Ma più per la divisa, sono una sentimentalista. Mi piace aiutare gli altri, essere gentile e sentire che la gente mi è riconoscente. Mi piacciono i loro sorrisi. Le loro facce contente.
Abbandonando i cari ricordi, ritrovai una me stessa persa in una stanza ormai piuttosto illuminata.
Dalla finestra filtrava una calda luce, che abbracciava i mobili, quasi con affetto.
Svegliarlo forse non sarebbe stata male come idea, dato che la moglie sarebbe rincasata di lì a poco.
Mi cascò lo sguardo sui suoi pantaloni, troppo casual per un uomo in affari e troppo costosi per un disoccupato, ma abbastanza per un mantenuto. Non penso abbia mai saputo cosa sia un lavoro, e che nemmeno si sia mai posto il problema.
Cercai di distogliere lo sguardo un attimo, ma l’occhio mi cadde su qualcosa di luccicante.

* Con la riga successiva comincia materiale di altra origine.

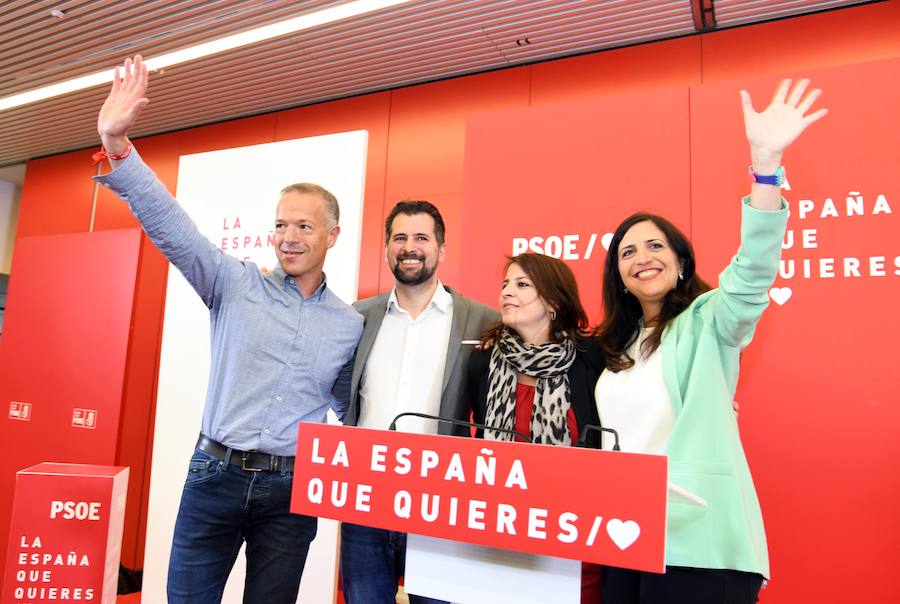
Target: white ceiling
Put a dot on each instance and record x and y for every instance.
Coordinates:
(416, 42)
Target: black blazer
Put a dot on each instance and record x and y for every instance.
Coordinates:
(583, 376)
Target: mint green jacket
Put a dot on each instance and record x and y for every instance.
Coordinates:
(701, 356)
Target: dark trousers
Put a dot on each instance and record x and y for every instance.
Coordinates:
(680, 585)
(222, 507)
(372, 562)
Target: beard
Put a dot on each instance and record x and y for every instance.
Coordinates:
(423, 274)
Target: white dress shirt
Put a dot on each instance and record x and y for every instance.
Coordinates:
(635, 403)
(405, 369)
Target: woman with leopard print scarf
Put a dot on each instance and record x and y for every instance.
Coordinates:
(537, 374)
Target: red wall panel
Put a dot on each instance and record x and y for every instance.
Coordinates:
(56, 195)
(65, 344)
(427, 144)
(818, 383)
(669, 63)
(416, 150)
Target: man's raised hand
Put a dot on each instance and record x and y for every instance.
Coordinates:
(123, 105)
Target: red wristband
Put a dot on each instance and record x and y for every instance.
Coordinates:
(102, 154)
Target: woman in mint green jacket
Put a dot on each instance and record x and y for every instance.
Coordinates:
(672, 350)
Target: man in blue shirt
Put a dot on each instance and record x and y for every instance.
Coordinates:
(282, 351)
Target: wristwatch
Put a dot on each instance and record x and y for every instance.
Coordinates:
(778, 179)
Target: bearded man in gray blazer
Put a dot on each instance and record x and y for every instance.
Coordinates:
(412, 356)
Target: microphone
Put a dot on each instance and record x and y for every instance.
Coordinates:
(582, 441)
(455, 422)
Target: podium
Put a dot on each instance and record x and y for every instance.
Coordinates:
(578, 504)
(66, 534)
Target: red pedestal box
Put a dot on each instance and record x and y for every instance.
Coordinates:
(65, 538)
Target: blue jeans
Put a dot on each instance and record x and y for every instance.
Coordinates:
(221, 507)
(372, 562)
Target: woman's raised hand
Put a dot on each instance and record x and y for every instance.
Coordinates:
(772, 130)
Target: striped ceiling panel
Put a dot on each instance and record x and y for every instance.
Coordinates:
(44, 42)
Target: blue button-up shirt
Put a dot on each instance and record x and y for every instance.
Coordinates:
(277, 357)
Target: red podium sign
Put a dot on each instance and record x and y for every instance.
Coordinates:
(598, 506)
(66, 534)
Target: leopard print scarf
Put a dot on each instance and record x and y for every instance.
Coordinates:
(549, 364)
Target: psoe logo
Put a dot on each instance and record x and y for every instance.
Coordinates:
(84, 418)
(20, 411)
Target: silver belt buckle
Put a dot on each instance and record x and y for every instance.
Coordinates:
(244, 464)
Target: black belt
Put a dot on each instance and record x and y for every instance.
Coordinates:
(252, 461)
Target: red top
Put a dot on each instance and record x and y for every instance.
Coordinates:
(525, 406)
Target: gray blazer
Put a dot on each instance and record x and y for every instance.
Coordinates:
(470, 319)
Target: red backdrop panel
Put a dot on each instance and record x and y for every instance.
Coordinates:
(566, 174)
(819, 383)
(64, 347)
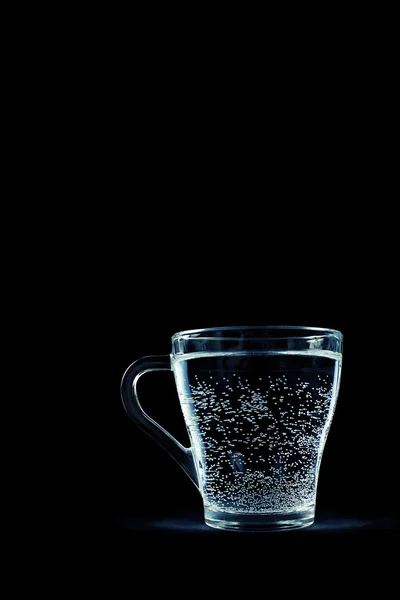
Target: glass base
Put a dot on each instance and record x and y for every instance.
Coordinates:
(274, 521)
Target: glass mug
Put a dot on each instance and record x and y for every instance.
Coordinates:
(257, 403)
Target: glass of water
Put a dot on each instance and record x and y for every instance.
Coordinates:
(258, 403)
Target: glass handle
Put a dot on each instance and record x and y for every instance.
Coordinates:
(130, 400)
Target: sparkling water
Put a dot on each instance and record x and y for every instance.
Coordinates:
(258, 423)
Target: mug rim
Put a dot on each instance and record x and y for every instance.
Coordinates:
(188, 333)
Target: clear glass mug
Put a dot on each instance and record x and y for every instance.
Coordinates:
(258, 403)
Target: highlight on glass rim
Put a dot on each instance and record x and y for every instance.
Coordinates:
(257, 403)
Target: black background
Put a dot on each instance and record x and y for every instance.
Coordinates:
(278, 216)
(154, 511)
(359, 463)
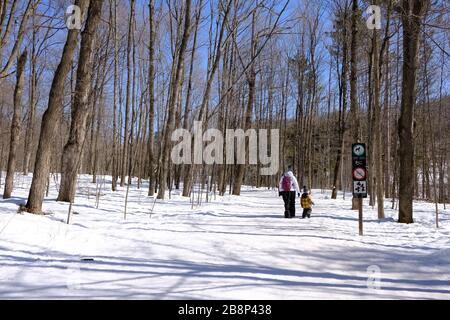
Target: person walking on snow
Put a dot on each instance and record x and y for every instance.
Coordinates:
(307, 203)
(287, 189)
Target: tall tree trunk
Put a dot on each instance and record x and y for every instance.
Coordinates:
(354, 109)
(251, 81)
(151, 92)
(51, 120)
(15, 125)
(412, 14)
(115, 161)
(175, 86)
(127, 99)
(32, 103)
(80, 108)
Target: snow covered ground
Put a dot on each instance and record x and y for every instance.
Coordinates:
(230, 248)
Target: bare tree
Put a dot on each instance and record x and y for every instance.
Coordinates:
(412, 13)
(80, 108)
(51, 120)
(15, 125)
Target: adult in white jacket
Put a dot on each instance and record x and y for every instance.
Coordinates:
(288, 188)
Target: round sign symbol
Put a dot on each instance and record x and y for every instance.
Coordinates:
(359, 174)
(358, 150)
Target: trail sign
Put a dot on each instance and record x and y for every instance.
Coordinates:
(359, 171)
(359, 174)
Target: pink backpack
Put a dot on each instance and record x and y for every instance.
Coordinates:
(286, 183)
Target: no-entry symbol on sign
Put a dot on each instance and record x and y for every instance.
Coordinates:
(359, 174)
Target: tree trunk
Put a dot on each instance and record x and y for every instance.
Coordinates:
(51, 120)
(412, 14)
(80, 108)
(354, 109)
(175, 86)
(151, 92)
(15, 125)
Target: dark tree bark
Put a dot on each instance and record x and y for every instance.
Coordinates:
(175, 87)
(80, 108)
(412, 12)
(15, 125)
(151, 92)
(51, 120)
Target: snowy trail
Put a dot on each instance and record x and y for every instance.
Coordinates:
(231, 248)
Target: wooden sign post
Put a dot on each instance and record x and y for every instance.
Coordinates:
(359, 173)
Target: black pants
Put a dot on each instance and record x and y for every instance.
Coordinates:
(306, 213)
(289, 203)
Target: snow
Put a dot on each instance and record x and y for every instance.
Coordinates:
(230, 248)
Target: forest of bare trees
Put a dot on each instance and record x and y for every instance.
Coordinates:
(104, 99)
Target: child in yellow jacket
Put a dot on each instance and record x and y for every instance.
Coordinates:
(307, 203)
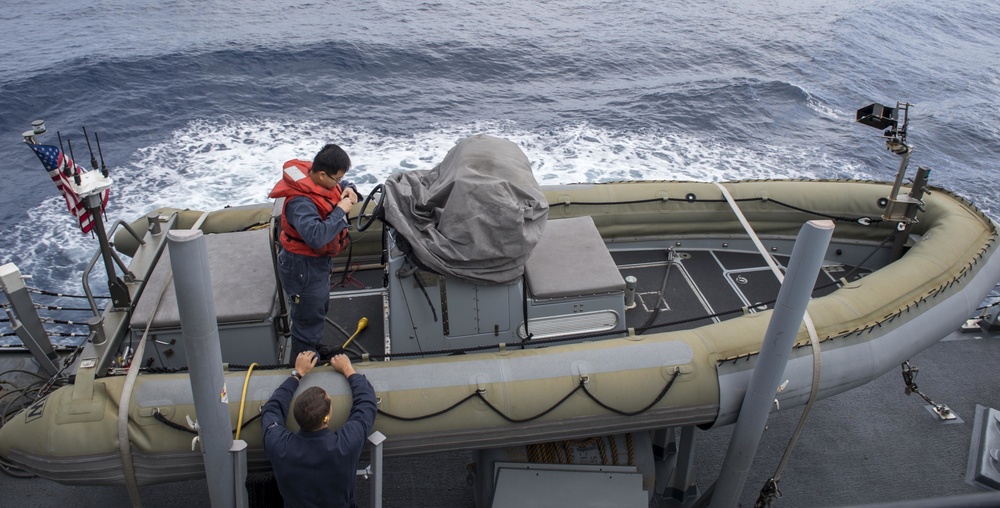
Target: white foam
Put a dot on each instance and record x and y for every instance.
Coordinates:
(212, 164)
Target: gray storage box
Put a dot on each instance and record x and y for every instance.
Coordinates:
(244, 291)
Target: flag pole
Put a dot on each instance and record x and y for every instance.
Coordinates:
(120, 297)
(87, 188)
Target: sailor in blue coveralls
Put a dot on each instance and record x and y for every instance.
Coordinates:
(315, 467)
(314, 228)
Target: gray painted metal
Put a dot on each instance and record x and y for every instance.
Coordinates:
(193, 285)
(25, 321)
(793, 298)
(519, 484)
(984, 449)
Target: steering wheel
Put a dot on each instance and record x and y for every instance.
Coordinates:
(365, 221)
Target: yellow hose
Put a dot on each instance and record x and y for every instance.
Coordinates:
(243, 400)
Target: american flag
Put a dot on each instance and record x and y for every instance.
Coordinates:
(55, 161)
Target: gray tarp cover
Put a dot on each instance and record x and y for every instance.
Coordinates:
(477, 215)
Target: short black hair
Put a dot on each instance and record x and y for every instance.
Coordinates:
(331, 160)
(310, 408)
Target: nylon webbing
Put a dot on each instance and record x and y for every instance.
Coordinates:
(124, 445)
(810, 327)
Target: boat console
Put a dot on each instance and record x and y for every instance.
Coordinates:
(431, 312)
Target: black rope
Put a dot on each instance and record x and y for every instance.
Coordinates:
(166, 421)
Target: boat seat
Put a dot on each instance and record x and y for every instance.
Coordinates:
(243, 284)
(571, 259)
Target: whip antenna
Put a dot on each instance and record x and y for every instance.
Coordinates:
(104, 169)
(93, 160)
(76, 174)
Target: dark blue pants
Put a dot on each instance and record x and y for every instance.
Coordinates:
(306, 281)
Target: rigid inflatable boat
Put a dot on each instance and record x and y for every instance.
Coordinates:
(619, 308)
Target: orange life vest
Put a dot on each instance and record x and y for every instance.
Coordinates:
(294, 182)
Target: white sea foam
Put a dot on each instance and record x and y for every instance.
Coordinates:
(213, 164)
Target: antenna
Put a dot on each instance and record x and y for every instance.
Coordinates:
(76, 174)
(104, 169)
(900, 208)
(93, 161)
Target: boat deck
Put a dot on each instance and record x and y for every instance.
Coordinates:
(703, 285)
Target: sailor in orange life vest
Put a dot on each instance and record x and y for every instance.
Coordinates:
(313, 229)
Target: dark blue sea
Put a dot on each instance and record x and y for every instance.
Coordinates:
(197, 103)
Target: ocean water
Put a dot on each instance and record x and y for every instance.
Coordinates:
(197, 103)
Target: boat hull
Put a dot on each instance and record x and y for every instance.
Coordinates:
(513, 396)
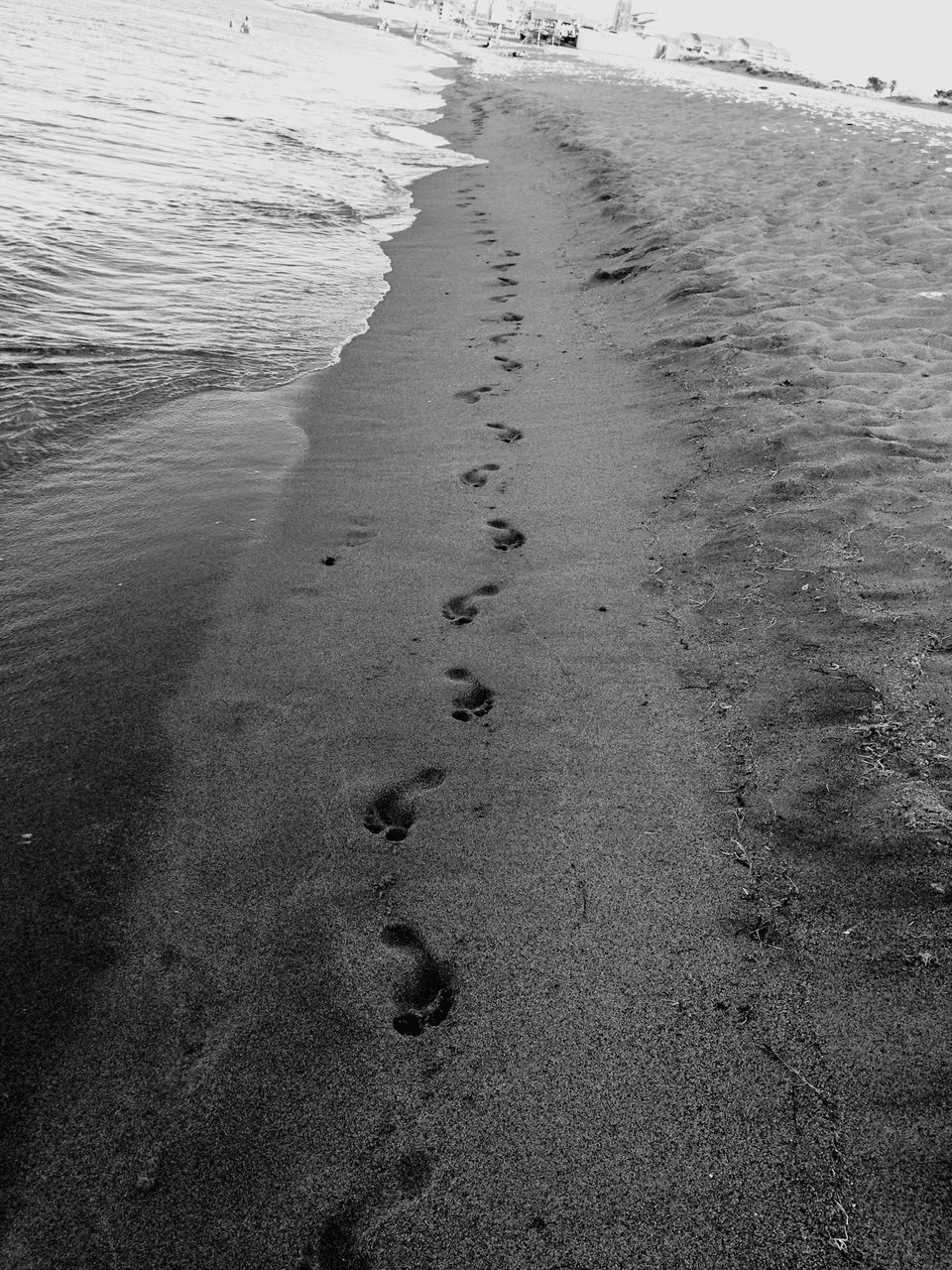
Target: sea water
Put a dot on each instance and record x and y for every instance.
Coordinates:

Senza averci pensato due volte mi ero già precipitata a curiosare. Basta poco per incuriosirmi.
In men che non si dica tirai fuori dalla tasca una pistola.
Passarono dei minuti di silenzio, agghiaccianti, direi.
Io, che non avevo mai visto una pistola, me la trovavo in mano, e per giunta carica.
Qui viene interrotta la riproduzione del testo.